The Federal Rules of Civil Procedure provide for summary judgment if “the pleadings, depositions, answers to interrogatories, and admissions on file, together with the affidavits, if any, show that there is no genuine *310 issue as to any material fact and that the moving party is entitled to judgment as a matter of law.” Fed.R.Civ.P. 56(c). The Supreme Court clarified the standard for summary judgment in three important cases. See Celotex Corporation v. Catrett, 477 U.S. 317, 106 S.Ct. 2548, 91 L.Ed.2d 265 (1986); Anderson v. Liberty Lobby, Inc., 477 U.S. 242, 106 S.Ct. 2505, 91 L.Ed.2d 202 (1986); Matsushita Electric Industial Co. v. Zenith Radio Corp., 475 U.S. 574,106 S.Ct. 1348, 89 L.Ed.2d 538 (1986).

The moving party bears the initial burden of demonstrating the absence of a genuine issue of material fact for trial. Anderson, 477 U.S. at 256, 106 S.Ct. at 2514. Whether á fact is material is determined by looking to the governing substantive law; a fact is material if it may affect the outcome of the suit. Id. at 248, 106 S.Ct. at 2510. If the moving party seeks summary adjudication with respect to a claim or defense upon which it bears the burden of proof at trial, its burden must be satisfied by affirmative admissible evidence. By contrast, when the non-moving party bears the burden of proving the claim or defense, the moving party can meet its burden by pointing out the absence of evidence from the non-moving party. The moving party need not disprove the other party’s case. See Celotex, 477 U.S. at 325, 106 S.Ct. at 2553-54; see also Schwarzer, Tashima & Wagstaffe, Federal Civil Procedure Before Trial §§ 14:123-141 (1993).

When the moving party meets its burden, the “adverse party may not rest upon the mere allegations or denials of the adverse party’s pleadings, but the adverse party’s response, by affidavits or as otherwise provided in this rule, must set forth specific facts showing that there is a genuine issue for trial.” Fed.R.CivJP. Rule 56(e). Summary judgment will be entered against the non-moving party, when appropriate, if that party does not present these specific facts. Id.

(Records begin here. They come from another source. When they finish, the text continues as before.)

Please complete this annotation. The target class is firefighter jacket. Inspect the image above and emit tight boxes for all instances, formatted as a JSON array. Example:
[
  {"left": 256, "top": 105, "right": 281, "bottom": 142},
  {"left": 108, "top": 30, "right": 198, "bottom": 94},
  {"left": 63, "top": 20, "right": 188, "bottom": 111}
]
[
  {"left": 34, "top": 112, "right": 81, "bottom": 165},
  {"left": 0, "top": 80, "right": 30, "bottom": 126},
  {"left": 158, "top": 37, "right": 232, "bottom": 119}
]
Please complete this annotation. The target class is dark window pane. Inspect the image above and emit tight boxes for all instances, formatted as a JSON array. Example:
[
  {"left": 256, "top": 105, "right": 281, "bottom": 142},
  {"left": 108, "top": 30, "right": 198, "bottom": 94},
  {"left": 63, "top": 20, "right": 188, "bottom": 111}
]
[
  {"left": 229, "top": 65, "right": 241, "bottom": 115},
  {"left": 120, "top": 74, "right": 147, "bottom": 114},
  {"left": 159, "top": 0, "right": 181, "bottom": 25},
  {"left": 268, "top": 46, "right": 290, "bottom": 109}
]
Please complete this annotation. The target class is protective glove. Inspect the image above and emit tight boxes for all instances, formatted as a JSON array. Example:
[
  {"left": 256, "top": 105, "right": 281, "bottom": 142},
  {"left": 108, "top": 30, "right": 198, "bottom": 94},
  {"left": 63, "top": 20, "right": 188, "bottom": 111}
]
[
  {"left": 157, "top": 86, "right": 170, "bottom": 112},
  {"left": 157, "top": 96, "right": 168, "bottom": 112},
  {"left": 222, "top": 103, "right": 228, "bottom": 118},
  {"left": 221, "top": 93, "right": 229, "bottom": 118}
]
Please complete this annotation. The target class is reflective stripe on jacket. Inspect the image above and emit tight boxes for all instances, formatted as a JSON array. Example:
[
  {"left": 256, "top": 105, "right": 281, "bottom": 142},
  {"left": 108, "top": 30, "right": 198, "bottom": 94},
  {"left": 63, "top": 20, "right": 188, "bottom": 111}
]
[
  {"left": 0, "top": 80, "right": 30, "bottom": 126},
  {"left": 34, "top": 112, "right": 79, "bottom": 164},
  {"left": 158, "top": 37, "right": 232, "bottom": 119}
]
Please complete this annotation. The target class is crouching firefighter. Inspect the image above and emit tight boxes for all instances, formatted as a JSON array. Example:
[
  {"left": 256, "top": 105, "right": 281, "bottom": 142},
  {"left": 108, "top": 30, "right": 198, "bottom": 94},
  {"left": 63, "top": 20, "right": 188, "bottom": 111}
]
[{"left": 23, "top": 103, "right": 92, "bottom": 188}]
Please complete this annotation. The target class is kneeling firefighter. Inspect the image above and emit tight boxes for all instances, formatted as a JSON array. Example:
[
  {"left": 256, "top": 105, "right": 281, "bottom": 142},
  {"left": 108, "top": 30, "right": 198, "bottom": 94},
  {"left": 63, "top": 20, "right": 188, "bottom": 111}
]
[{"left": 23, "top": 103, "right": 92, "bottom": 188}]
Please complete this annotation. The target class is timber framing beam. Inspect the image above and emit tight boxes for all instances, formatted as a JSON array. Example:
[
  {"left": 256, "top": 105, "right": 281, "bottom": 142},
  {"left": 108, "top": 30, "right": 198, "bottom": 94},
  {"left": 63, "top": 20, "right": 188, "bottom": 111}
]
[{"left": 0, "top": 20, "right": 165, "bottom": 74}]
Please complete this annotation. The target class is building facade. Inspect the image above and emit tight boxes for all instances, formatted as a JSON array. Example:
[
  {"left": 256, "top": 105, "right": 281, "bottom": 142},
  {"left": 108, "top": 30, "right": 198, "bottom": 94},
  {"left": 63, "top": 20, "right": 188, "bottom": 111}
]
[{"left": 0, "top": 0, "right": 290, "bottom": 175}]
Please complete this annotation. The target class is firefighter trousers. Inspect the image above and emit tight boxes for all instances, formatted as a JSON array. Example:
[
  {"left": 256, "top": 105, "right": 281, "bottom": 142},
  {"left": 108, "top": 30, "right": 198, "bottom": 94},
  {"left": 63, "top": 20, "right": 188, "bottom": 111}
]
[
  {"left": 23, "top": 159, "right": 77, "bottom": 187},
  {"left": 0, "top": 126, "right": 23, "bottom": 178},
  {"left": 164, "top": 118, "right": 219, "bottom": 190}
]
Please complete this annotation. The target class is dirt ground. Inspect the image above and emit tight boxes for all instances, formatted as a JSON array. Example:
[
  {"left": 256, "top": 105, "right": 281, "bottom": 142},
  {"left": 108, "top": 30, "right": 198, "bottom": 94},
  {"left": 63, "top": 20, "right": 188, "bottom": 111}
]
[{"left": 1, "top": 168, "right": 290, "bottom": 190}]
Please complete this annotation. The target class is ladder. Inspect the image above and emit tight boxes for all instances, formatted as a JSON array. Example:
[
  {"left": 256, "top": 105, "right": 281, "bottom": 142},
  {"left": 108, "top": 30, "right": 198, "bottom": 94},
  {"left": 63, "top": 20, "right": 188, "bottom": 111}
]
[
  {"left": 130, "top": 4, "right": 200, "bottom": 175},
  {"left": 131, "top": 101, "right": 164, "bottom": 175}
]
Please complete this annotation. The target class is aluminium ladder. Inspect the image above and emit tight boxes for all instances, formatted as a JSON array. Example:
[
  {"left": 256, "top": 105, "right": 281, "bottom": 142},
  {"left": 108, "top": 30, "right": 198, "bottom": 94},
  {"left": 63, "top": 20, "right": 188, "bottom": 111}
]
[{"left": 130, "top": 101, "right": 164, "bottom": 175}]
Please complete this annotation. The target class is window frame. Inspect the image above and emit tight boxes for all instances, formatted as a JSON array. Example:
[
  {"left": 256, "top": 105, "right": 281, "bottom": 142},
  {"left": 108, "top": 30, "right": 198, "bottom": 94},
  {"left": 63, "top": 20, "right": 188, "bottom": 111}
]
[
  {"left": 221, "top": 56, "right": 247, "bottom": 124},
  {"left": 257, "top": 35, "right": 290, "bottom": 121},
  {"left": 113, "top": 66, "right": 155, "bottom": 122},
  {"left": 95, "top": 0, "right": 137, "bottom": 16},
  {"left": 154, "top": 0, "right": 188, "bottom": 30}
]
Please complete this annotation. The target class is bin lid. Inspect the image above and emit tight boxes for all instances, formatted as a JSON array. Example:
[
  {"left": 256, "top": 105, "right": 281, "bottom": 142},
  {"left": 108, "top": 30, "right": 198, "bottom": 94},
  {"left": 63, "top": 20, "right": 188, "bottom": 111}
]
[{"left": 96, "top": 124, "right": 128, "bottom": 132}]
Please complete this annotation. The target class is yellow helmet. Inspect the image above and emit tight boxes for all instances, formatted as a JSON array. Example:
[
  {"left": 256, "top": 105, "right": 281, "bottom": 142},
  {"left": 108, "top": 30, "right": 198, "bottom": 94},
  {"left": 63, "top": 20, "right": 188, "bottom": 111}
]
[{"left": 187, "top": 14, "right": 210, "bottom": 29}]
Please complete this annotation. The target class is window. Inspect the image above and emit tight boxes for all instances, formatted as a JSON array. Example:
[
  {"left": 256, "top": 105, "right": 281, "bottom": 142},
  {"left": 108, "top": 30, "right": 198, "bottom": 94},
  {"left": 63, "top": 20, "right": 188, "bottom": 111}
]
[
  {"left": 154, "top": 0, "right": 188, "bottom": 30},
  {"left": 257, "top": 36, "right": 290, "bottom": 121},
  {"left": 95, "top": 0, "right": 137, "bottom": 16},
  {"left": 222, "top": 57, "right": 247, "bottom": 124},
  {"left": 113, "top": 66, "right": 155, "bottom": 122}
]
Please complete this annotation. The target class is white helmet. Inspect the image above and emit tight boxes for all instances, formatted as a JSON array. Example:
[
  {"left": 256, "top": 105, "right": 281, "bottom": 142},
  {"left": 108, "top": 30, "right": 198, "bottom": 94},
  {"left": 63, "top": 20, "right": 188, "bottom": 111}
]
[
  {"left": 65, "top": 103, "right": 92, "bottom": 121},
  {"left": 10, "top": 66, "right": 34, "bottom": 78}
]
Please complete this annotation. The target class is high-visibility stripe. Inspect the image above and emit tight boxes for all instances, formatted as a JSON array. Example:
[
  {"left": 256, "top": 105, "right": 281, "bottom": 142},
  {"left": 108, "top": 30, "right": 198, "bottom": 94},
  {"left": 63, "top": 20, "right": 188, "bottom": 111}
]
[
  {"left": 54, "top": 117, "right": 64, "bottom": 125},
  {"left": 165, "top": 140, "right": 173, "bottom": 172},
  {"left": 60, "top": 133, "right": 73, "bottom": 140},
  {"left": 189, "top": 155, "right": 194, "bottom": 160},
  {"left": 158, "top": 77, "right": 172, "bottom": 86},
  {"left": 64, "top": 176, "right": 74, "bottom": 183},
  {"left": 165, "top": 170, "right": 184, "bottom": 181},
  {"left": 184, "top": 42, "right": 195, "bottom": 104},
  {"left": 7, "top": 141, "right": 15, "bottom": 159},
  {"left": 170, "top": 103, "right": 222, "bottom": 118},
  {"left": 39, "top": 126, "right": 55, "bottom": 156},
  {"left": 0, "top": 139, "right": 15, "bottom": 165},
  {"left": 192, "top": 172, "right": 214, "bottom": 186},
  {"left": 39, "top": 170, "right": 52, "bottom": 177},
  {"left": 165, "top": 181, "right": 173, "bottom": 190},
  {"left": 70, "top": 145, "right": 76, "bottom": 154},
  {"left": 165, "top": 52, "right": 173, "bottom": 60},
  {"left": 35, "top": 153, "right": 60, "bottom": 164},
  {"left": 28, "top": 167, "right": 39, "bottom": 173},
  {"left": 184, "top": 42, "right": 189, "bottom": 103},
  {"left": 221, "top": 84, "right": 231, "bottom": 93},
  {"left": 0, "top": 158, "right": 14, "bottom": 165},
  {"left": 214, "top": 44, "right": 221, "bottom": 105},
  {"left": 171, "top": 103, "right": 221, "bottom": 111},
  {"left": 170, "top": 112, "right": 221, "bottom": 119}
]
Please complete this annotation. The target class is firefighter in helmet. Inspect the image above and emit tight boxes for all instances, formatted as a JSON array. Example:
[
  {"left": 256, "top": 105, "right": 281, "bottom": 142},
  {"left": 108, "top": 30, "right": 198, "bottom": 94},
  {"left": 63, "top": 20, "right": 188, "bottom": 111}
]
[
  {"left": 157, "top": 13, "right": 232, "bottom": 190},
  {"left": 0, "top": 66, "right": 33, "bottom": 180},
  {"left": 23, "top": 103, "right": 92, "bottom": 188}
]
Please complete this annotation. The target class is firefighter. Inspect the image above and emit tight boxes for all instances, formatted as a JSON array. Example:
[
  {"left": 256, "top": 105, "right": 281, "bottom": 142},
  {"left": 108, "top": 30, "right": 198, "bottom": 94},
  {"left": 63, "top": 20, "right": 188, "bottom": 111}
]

In assessing whether the non-moving party has raised a genuine issue, its evidence is to be believed, and all justifiable inferences are to be drawn in its favor. Anderson, 477 U.S. at 255, 106 S.Ct. at 2513-14 (citing Adickes v. S.H. Kress and Company, 398

U.S. 144, 90 S.Ct. 1598, 26 L.Ed.2d 142 (1970)). Nonetheless, “the mere existence of a scintilla of evidence” is insufficient. Id. at 252, 106 S.Ct. at 2512. As the Court explained in Matsushita, 475 U.S. at 586-87, 106 S.Ct. at 1356:

When the moving party has carried its burden under Rule 56(c), its opponent must do more than simply show that there is some metaphysical doubt as to the material facts____ Where the record taken as

a whole could not lead a rational trier of fact to find for the nonmoving party, there is no “genuine issue for trial.”,

However, an alleged “genuine issue” will not defeat summary judgment where the factual context makes the nonmovant’s allegations implausible. See California Architectural Bldg. Prods., Inc. v. Franciscan Ceramics, Inc., 818 F.2d 1466, 1468 (9th Cir.1987).